I think people need to be careful not to apply blanket statements and unnecessarily prejudice buying decisions against smallholder farms that cannot afford expensive organic or other certifications to market themselves towards 'ethical consumerism'. For example, almost all coffee grown in Ethiopia is produced without the use of pesticides or synthetic chemicals but that doesn't mean it's certified. It's similar to focusing on buying fair trade only because you care about the farmers without realising it is not necessarily beneficial (this article could be of interest).

Dr Wakefield has this point to make on the relationship between FT and Organic coffee. Dr Wakefield link



> ...it is claimed that over 80% of Fair Trade coffee is non-commercially organic. This is because Fair Trade coffee is usually produced on smallholder farms who are often unable to afford expensive pesticides rather than by design. According to Specialty Coffee Ethiopia, 95% of the coffee produced there can be considered as organic, although not yet officially certified. While this seems high to us, there are certainly many organic coffees produced which don't carry the label.


 While statistically "coffee" is one of the most sprayed crops in the world there is no distinction made between commodity grade coffee, robusta and arabica (and varieties within), low grown and high grown etc. With the amount of information provided along with specialty coffee you could likely perform research on specific farming techniques and working conditions relevant to each lot without having to rely on restrictive certifications to inform buying decisions. There are also certain things to look for that can indicate coffee is produced more naturally - e.g. shade grown means the soil isn't scorched by the sun (affecting reliance on chemical fertiliser), "sustainable" similarly would indicate coffee is produced without synthetic fertilisers and perhaps pesticides as these things are deleterious long term while providing short-term gains.


----------



## Rob1 (Apr 9, 2015)

Mikey finn said:


> Having travelled in south america specifically Brazil (where my favourite coffees are grown)stayed with local people over different areas of the country and seen and heard from locals the levels of corruption, i would be sceptical of the report. firstly the term "spiked" isnt clear enough and could mean they havnt applied pesticides in the same way as when coffee is grown.

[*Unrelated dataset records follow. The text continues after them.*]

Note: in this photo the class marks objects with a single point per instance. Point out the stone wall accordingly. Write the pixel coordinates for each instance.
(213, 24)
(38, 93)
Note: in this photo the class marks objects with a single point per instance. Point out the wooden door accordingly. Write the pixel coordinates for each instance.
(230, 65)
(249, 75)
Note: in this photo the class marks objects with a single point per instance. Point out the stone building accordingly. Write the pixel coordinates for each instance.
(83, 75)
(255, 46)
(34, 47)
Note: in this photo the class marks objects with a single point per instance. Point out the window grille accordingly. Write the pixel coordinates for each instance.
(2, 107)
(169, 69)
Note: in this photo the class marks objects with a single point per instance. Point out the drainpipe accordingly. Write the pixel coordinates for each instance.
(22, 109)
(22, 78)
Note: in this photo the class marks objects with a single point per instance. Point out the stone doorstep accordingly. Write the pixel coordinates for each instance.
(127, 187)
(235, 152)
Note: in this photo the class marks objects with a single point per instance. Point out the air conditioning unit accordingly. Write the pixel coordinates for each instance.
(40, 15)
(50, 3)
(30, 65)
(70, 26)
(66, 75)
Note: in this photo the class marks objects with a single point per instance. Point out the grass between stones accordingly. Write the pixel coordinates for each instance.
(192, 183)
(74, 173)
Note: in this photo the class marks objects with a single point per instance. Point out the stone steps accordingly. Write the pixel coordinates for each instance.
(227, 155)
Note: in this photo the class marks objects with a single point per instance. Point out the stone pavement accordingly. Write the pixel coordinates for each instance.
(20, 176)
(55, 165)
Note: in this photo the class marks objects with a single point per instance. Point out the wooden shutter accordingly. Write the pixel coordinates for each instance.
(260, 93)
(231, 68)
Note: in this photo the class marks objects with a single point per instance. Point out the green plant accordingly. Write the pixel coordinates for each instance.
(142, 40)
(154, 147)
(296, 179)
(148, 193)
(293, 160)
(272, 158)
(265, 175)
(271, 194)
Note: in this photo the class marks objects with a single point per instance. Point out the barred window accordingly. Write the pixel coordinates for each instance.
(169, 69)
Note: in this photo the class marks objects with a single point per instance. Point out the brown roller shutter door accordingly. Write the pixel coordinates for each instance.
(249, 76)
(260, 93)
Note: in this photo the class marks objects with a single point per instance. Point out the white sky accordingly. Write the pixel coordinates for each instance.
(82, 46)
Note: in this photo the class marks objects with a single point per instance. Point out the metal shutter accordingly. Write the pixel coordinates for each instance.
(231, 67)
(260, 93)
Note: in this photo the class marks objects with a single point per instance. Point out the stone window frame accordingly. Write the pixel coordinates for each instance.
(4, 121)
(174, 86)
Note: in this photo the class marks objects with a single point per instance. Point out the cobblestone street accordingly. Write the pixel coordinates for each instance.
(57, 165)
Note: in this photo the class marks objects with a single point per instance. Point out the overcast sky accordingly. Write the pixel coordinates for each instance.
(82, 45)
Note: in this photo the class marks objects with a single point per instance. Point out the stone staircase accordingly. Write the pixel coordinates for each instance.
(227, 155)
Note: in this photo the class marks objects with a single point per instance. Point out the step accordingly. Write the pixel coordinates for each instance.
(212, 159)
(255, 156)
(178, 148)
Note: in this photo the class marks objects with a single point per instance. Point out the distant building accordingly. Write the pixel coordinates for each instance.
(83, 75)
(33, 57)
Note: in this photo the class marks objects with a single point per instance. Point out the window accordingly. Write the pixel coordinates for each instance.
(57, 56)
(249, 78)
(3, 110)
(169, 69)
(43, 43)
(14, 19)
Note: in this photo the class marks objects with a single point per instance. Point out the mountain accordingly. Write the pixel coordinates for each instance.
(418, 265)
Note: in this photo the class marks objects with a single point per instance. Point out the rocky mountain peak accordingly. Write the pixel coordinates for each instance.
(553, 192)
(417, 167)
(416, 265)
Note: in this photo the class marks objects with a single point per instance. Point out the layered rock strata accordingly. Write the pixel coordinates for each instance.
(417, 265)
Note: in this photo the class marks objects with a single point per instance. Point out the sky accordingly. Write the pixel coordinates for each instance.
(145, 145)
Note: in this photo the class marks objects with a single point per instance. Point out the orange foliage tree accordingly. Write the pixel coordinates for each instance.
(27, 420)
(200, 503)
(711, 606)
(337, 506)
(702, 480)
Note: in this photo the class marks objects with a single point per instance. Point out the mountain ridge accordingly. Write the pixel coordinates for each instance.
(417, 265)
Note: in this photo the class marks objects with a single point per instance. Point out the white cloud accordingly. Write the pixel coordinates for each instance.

 I don't see the connection with what you're saying and the thing I linked to. It has nothing to do with Brazil. It doesn't appear that 'spiked' is applied in the same way when the coffee is grown, no. The coffee is sprayed, artificial fertilizer is in the soil. It's possible chemicals are used on the seeds when planting. If the coffee is sprayed the pesticide has to penetrate the fruit, the flesh, and finally get into the seed which is quite impermeable itself and covered in parchment. The pesticide has a long way to go. It seems this study applied the chemicals directly to the dried 'bean'.



> Also given that coffee is a multi million pound enterprise any bad press would be squashed quickly as there economy depends upon the sales. The question here is are you prepared to potentially risk your health on the findings of a low budget report/ experiment? Only 60 years ago our government were telling us smoking was good for us.


 I have no interest in engaging in rhetorical discussion. *To illustrate why:* Regarding your first question, what risk to health? Is there a risk because of extremely low levels of chemical (which may or may not be there) that may be harmful in greater concentrations (or may not). Do you have information that indicates there's a conclusive risk? The following foods contain 27 different naturally occurring chemicals that we know to be carcinogens: anise, apple, apricot, banana, basil, broccoli, brussels sprouts, cabbage, cantaloupe, caraway, carrot, cauliflower, celery, cherries, cinnamon, cloves, cocoa, coffee, collard greens, comfrey herb tea, currants, dill, eggplant, endive, fennel, grapefruit juice, grapes, guava, honey, honeydew melon, horseradish, kale, lentils, lettuce, mango, mushrooms, mustard, nutmeg, orange juice, parsley, parsnip, peach, pear, peas, black pepper, pineapple, plum, potato, radish, raspberries, rosemary, sesame seeds, tarragon, tea, tomato, and turnip. ''The question here is are you prepared to potentially risk your health by consuming these things? There have been no studies conducted to confirm that these things are not harmful, and given that farming and agriculture is a multi-billion dollar global business, any bad press would be squashed quickly as the economies of many countries depend upon the sales.''

I read a short article from an organic-pro source yesterday which I unfortunately can't find now which said most coffee grown in Ethiopia and, from potentially faulty memory, Honduras (and some other place) is mostly organic but not certified, which is the point I'm making: certification isn't necessary. *Actually the point I'm making is the email from BB was awful which has nothing to do in general with pesticide use, environmental impact, risk to workers, or organic certification, it's entirely about the spin/scare tactics and cherry picking used in advertising and marketing delivered direct to my inbox.*


----------



## DavecUK (Aug 6, 2013)

Rob1 said:


> Dr Wakefield has this point to make on the relationship between FT and Organic coffee. Dr Wakefield link


 I'm sure it's accidental, but just in case people don't know Simon Wakefield is the current owner of DRWakefield (Founded by Derrik Wakefield).

No Doctors of any kind involved 🤣


----------



## stingray (Aug 4, 2020)

still waiting recommendations for fine organic coffee for sale ! or fair trade/shade grown


----------



## El carajillo (Mar 16, 2013)

I also had the email and considered it more spin, BS and advertising than accurate.

One thing I would say is if you are concerned about your food buying organic can leave much to be desired when you consider much of the residue from sewage works is 'land injected' where crops grow.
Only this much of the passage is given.